Content

1. Grammar
2. Parse
   1. Parse Representation
      1. Top-down Derivation & Bottom-up Reduction
      2. Parse Tree (Concrete Syntax Tree)
   2. Parse Notation
      1. Backus-Naur Form (BNF)
      2. Extended BNF (EBNF)
3. Context-Free Grammar (CFG)
   1. Definition
4. Shift-Reduce Parsing
5. Ambiguous Grammar
6. Recursive Productions & Factoring
7. Left or Right Recursion?
8. Generalized LR

Grammar

sentence -> <subject> <verb> <object>
subject  -> This | computer | I
...

Each line: rule || derivation || production

Parse

Parse Representation

Top-down Derivation & Bottom-up Reduction

Generally, top-down parsers easier to write than bottom-up.

Parse Tree (Concrete Syntax Tree)

No order of applying rules.

Parse Notation

Backus-Naur Form (BNF)

S := '-'FN | FN
FN := DL | DL '.' DL
DL := D | D DL
D :='0'|'1'|'2'|'3'|'4'|'5'|'6'|'7'|'8'|'9

Terminal: in quote Symbol (S: start symbol)

Token: terminals (quoted literals || UPPERCASE identifiers)

Extended BNF (EBNF)

S := '-'? D+ ('.' D+)?
D := '0' | '1' | '2' | '3' | '4' | '5' | '6' | '7' | '8' | '9'

Can be written in BNF.

Context-Free Grammar (CFG)

CFG ≡ corresponding pushdown automata (PDA)
PDA = FSA + stack (memory) RE = FSA (no memory) Turing Machine = FSA + 2 stacks

Difficult to parse -> easy to parse

Definition

• Alphabet (V)
  • Terminal alphabet (T) (input alphabet)
  • Non-terminal alphabet (N) (stack alphabet)
• Grammar: 4-tuple {S, P, N, T}
  • S: starting symbol
  • P: production rules
    • R -> E
      • R can be replaced by E
      • R can derive E
      • R can produce E
      • E can reduce to R
      • E can be derived from R
  • Sentence: a string of symbols from T derived from S using P
• Equivalence
  • Language (L(G)): set of sentences derivable using G
  • G is equivalent to G' if L(G) = L(G')

Shift-Reduce Parsing

Ambiguous Grammar

1. Operator precedence

   • Tell compiler your precedence choice

       %left '+' '-'
       %left '*' '/'
     

   • Rewrite grammar (introduce term and factor)

       E -> E t_op E | T
       t_op -> + | -
       T -> T f_op T | F
       f_op -> * | /
       F -> int | (E)
     

2. Operator associativity

   • Tell compiler
   • Rewrite grammar (left recursion)

       E -> E t_op T | T
       t_op -> + | -
       T -> T f_op F | F
       f_op -> * | /
       F -> int | (E)
     

3. Dangling else: if C1 then E1 if C2 then E2 else E3

   • Tell compiler

       %nonassoc IFX
       %nonassoc ELSE
       ...stmt: ... | IF C stmt %prec IFX | IF C stmt ELSE stmt ...
     

   • Rewrite grammar

       IFE -> IFm | IFu
       IFm -> if C then IFm else IFm | E
       IFu -> if C then E | if C then IFm else IFu | E
     

Recursive Productions & Factoring

# left recursion:
X -> Xa | Xb | AB | C | DEF

# to right recursion:
X -> ABX' | CX' | DEFX'
X' -> aX' | bX' | ε

# top-down parsers can't decide which production to use:
Stmt -> if C then Stmt else Stmt | if C then Stmt | Other | ...

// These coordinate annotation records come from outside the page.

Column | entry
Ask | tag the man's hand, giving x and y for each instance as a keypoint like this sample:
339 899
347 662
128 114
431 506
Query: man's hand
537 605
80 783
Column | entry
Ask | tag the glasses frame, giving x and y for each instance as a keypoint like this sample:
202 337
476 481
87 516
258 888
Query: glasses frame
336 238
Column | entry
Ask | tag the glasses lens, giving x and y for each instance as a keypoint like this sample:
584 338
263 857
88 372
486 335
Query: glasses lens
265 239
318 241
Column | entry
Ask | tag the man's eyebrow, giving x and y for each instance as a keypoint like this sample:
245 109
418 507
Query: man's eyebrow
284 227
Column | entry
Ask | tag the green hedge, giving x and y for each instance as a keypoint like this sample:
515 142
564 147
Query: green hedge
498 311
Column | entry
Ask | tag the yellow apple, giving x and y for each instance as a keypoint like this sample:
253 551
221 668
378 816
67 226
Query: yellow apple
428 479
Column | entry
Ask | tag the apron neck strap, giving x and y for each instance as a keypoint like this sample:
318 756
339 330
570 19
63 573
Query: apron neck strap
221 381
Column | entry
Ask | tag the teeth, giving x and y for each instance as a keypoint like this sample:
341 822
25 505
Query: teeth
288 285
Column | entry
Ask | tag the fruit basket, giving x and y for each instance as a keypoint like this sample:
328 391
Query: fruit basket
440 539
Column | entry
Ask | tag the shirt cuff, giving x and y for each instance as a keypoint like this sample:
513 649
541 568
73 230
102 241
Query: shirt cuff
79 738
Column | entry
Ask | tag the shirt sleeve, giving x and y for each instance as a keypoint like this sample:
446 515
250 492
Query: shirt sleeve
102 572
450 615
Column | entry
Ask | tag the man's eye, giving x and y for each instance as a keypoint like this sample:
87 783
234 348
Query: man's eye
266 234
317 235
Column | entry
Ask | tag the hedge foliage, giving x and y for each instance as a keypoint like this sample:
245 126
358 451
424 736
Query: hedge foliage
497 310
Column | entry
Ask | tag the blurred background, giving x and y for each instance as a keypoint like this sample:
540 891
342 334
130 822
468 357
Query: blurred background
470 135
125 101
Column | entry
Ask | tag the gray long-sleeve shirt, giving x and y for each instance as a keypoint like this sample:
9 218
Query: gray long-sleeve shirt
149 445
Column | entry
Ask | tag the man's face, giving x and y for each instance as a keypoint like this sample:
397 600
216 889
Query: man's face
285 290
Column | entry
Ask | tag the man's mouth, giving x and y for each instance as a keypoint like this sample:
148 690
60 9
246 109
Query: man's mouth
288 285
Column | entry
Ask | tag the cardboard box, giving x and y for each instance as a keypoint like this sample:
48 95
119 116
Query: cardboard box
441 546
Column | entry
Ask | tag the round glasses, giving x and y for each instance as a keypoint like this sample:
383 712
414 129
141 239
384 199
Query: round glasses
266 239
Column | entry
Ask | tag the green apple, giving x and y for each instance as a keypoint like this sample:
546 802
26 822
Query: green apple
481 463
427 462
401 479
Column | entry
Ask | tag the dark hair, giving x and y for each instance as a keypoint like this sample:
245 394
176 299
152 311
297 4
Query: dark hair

# factor out common prefix:
Stmt -> if C then Stmt OptElse | Other | ...
OptElse -> else S | ε

Left or Right Recursion?

• Left recursion: bad for LL(1), good for LALR(1)
  • Keep reducing as we go along (keep the stack space small)
• Right recursion
  • All items pushed onto stack, then start reducing

But same amount of work!

Generalized LR

S -> aSa | bSb | ε

LR parser can't tell where is the midpoint.

A GLR parser will process all possible interpretations of the given input in BFS; when there's conflict, fork 2 threads and try both.
Can be > 1 accepted path (ambiguous).